主イエスはマルタに「多くのことに思い悩み、心を乱している」と言われています。この「思い悩み」や「心の乱れ」は、日々の歩みの中で経験する「人生の思い煩い」のことではありません。マルタは「人生の思い煩い」にとらわれて主の言葉を聞こうとしなかったのではないのです。彼女が思い悩み、心を乱したのは「多くのこと」のため、つまり「多くの奉仕」のためです。マルタは主イエスを信じ受け入れ、その救いの恵みに感謝し主イエスに奉仕しました。それはとても大切なことです。決して軽んじてはならないことです。しかしマルタは「ただ一つ必要なこと」から引き離されてしまった。「ただ一つ必要なこと」を見失ってしまったのです。

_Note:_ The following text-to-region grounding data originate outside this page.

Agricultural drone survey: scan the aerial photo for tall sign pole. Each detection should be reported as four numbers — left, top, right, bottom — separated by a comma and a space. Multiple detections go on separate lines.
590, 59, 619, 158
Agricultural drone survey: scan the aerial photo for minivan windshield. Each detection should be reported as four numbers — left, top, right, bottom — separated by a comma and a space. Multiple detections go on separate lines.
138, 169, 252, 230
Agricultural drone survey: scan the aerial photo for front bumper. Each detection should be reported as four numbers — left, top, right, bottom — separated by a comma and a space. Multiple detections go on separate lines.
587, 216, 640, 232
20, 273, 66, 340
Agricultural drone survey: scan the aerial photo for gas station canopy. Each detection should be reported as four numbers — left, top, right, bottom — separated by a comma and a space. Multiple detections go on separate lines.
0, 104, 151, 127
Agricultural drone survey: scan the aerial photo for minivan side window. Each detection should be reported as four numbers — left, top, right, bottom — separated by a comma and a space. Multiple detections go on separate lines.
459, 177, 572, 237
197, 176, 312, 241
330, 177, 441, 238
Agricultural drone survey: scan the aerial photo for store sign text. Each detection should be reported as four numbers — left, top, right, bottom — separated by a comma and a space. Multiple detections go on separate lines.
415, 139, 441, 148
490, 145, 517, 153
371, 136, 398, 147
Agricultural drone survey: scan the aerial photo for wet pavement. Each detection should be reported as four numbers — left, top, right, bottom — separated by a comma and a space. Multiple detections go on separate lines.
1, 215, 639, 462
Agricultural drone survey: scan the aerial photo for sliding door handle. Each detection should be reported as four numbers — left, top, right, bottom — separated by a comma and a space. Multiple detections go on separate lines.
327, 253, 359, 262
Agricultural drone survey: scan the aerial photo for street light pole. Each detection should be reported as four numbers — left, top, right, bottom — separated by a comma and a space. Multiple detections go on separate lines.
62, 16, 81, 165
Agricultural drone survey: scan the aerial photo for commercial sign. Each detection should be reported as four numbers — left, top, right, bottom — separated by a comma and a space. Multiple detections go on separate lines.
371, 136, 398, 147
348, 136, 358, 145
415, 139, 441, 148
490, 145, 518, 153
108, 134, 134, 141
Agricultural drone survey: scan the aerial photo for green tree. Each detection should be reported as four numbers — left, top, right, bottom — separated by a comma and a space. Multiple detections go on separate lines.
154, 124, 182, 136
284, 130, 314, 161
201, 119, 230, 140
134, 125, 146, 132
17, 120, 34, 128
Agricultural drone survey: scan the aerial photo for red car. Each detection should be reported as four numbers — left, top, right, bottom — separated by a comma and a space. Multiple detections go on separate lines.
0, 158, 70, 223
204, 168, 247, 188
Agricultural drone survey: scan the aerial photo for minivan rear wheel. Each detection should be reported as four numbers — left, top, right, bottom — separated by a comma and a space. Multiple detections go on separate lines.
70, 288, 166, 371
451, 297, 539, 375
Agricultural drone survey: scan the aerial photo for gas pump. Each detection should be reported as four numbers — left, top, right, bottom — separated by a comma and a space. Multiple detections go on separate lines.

だから奉仕のために思い悩み、心を乱したのです。それに対してマリアは、ほかのどんなことにも優先して主の言葉を聞き続けたのです。ほかのどんなことにも優先して赦しと救いを告げる主の言葉を聞くことこそが「ただ一つ必要なこと」です。マリアはそこから引き離されることがなかったのです。
神の言葉をないがしろにしてはならない
それは主イエスの言葉さえ聞いていれば、主イエスへの奉仕は必要ないということではありません。ルカ福音書の続きである使徒言行録は、生まれたばかりの教会の歩みを語っていますが、その6章2節で十二人の使徒が弟子たちを呼び集めて次のように語る場面があります。「わたしたちが、神の言葉をないがしろにして、食事の世話をするのは好ましくない」。「食事の世話」の奉仕は必要です。主イエスをもてなすこと、主イエスのために奉仕することは必要です。教会における色々な奉仕は必要だし、社会における様々な愛の業の奉仕も必要です。けれども「神の言葉をないがしろにして」はならないのです。主イエスの言葉を聞き続けることから引き離されてはならないのです。神の言葉をないがしろにするとき、赦しと救いを告げる主の言葉を聞くことから引き離されるとき、私たちの奉仕は歪んでしまうからです。
赦しと救いの主の言葉を聞き続ける
私たちは救いの恵みにお応えする奉仕においてすら、不平や不満を感じたり、自分の正しさを示そうとしてほかの人を批判したり裁いたり、あるいは自分の満足を求めたりします。私たちには自分ではどうすることもできない弱さや欠けや罪があるのです。だからこそ私たちは赦しと救いを告げる主の言葉を聞き続ける必要があるのです。私たちは本当に弱い者です。主の日には、心からの感謝と喜びに満たされ、神と隣人とに仕えていこうという思いを与えられて礼拝から遣わされていきます。しかし一週間の歩みの中で、いつのまにか自分の弱さや欠けや罪に圧倒されてしまうのです。だから私たちは罪を赦される必要があります。救いの恵みによって新しくされる必要があります。主の日ごとの礼拝で、み言葉によって自分の正しさや自分の満足を追い求めてしまう罪を打ち砕かれ、私たちは赦され新しくされます。み言葉を通して私たちは、救われるに値しない自分のために、主イエスがご自身の命を献げてくださったことを知らされます。その計り知れない救いの恵みを知らされることによって私たちは、自分とほかの人を比べて不平や不満を感じたり、批判したり裁いたりすることから解放され、自分の正しさや満足を求めることからも解放されるのです。主イエスは私たちを愛してくださり、マルタに呼びかけたように、私たち一人ひとりの名前を二度呼んで、「あなたは多くのことに思い悩み、心を乱している。しかし、必要なことはただ一つだけである」と語りかけてくださっています。私たちはその「ただ一つの必要なこと」から、赦しと救いの主の言葉を聞き続けることから引き離されることなく歩んでいくのです。その歩みにこそ本当の奉仕が、救いの恵みに感謝し、心からの喜びに満たされた奉仕が起こされていくのです。